Plusieurs pays reprochent au Canada de ne pas faire sa part au chapitre des dépenses militaires et de ne pas consacrer assez d’argent pour la modernisation de son arsenal de combat. Selon les dernières données disponibles, le Canada consacrait 1,3 % de son produit intérieur brut au financement de son armée, soit moins que l’objectif de 2% fixé par l’OTAN. Cet effort financier correspondait à une somme de 36 milliards de dollars dans les dépenses du gouvernement canadien en 2022.
Cette apparente déficience en matière d’effort militaire cache une tout autre réalité. D’abord, mentionnons que le gouvernement fédéral actuel prévoit hausser son budget pour la défense à 51 milliards de dollars en 2026-2027, soit une hausse anticipée de 42%, ce qui représentera à ce moment 1,55% du PIB canadien. Rappelons aussi que le Canada a fourni 1 milliard de dollars en armement à l’Ukraine depuis le début de l’invasion russe. Cela le place parmi les principaux donateurs, loin derrière les États-Unis pour l’aide apportée à l’Ukraine à ce chapitre. Sur un autre plan, le Canada détient une petite place, mais combien stratégique dans le commerce du matériel de défense à l’échelle mondiale. Ainsi, les exportations militaires canadiennes se chiffraient à 2,7 milliards de dollars en 2021.

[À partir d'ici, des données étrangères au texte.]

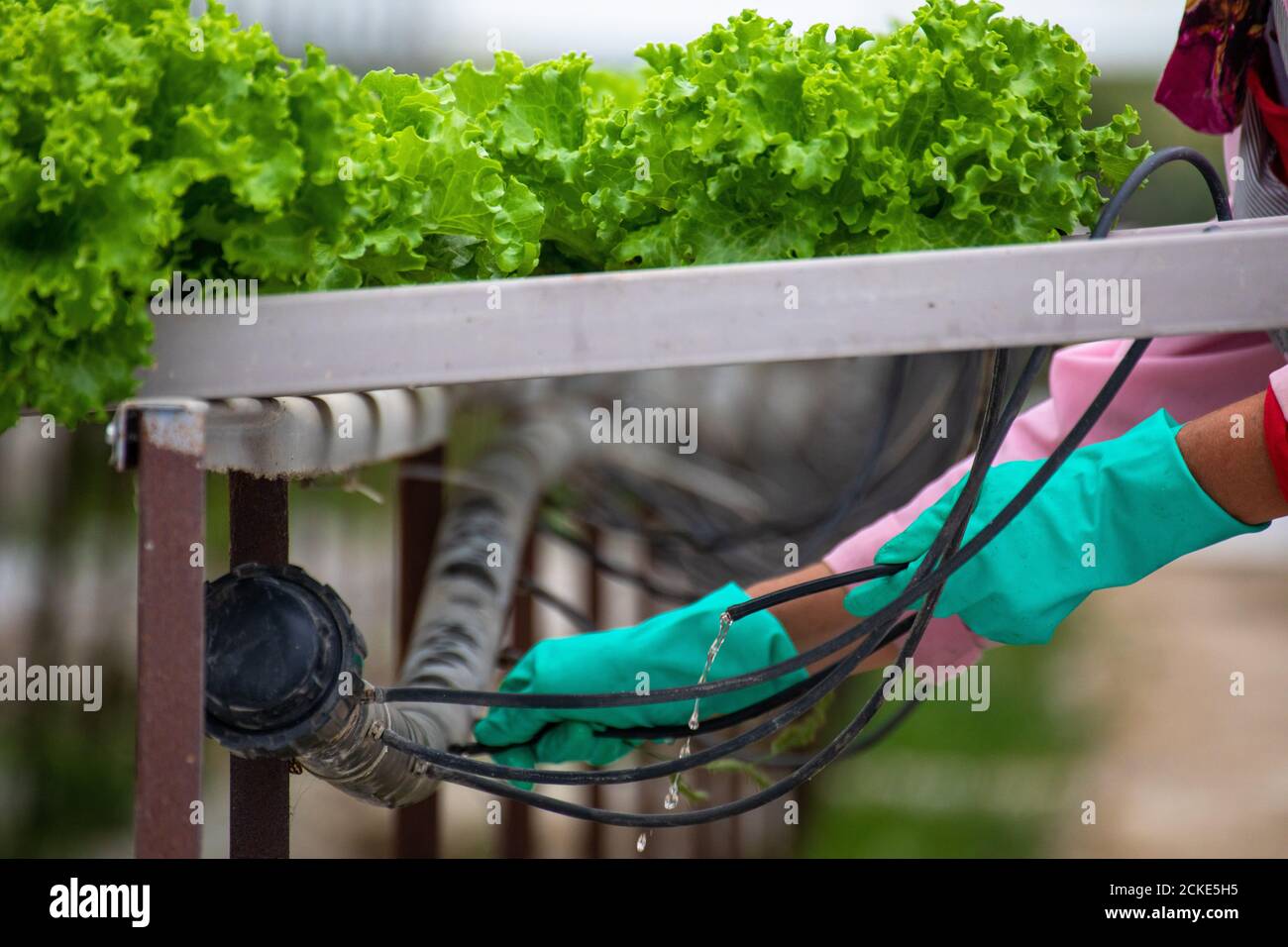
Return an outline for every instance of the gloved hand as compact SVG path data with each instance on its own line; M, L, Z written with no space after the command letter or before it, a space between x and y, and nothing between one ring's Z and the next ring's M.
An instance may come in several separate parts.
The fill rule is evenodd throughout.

En fait la valeur de ces exportations est en hausse constante depuis l’arrivée du gouvernement Trudeau en 2015. Et cela exclut les affaires que nous brassons avec nos voisins américains puisque les entreprises n’ont pas à demander de licence pour exporter et que le gouvernement canadien encourage un tel maillage. En effet, la Corporation Commerciale canadienne est un organisme fédéral mandaté pour aider les entreprises d’ici à obtenir des contrats des gouvernements étrangers. Elle publicisait récemment les multiples occasions d’affaires possibles avec le Département américain de la défense (DOD), allant jusqu’à chiffrer à 2,9 milliards de dollars la valeur des exportations militaires canadiennes vers nos voisins du sud en 2018. En ajoutant la somme de 2,1 milliards d’exportations militaires hors États-Unis, on peut en conclure que le Canada a brassé pour près de 5 milliards $ d’affaires en matière de défense en 2018. Par ailleurs, dans la liste des nouveaux clients potentiels du Canada, on retrouve, depuis août 2022 le Qatar, malgré le fait que le bilan de ce pays au chapitre des droits humains est loin d’être éclatant. Qui plus est, le Qatar respectait les critères fixés pour figurer sur la liste!

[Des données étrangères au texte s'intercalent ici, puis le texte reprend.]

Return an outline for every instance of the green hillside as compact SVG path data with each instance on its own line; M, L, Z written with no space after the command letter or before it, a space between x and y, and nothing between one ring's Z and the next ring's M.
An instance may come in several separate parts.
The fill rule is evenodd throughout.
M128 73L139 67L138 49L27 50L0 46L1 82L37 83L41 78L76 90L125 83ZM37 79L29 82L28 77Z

Le gouvernement canadien s’est engagé, depuis quelques années dans un vaste programme de modernisation des équipements de l’armée dont la valeur totale se chiffre à environ 140 milliards de dollars. Les contrats les plus juteux sont principalement l’acquisition d’avions de combat F-35 (19 milliards $), la construction de navires de guerre de nouvelle génération (77 milliards $), l’acquisition de sous-marins nucléaires (25 milliards $), l’achat de drones armés (5 milliards $) , etc. Ajoutons à cela la somme faramineuse destinée à la réfection partielle du système de défense NORAD, soit 40 milliards de dollars qui seront dépensés sur un horizon de 20 ans.
À l’autre bout du spectre, un rapport des Nations-Unies établissait, en février 2002, à 60 le personnel de l’armée canadienne affecté à des missions de paix, ce qui plaçait le Canada au 70e rang sur 122 pays participants. À ce chapitre, le gouvernement Trudeau n’a pas du tout livré la marchandise. Lors de la campagne électorale de 2015, une promesse avait été faite à l’effet de recentrer le rôle des forces canadiennes vers le maintien de la paix, engagement qui figurait toujours dans le programme électoral des libéraux en 2019. Le tout est resté sans suite, hormis une courte mission d’assistance au Mali en 2018. En outre, le Canada avait promis à l’Organisation des Nations Unies en 2017 de fournir 200 gardiens de la paix, engagement qui a été sans cesse retardé sans raison fournie jusqu’à sa réalisation prévue en 2023. Conséquence il y avait en 2022, moins de personnel canadien affecté au maintien de la paix qu’à l’élection du gouvernement libéral en 2015. Cette apathie canadienne en matière de maintien de la paix est un élément qui a fortement pesé dans l’élimination du Canada pour l’obtention d’un siège au Conseil de sécurité des Nations Unies en 2019.
Au fond, une question majeure se pose: à quel jeu joue le Canada au chapitre de la militarisation et de la paix? La réponse apparaît comme passablement ambiguë.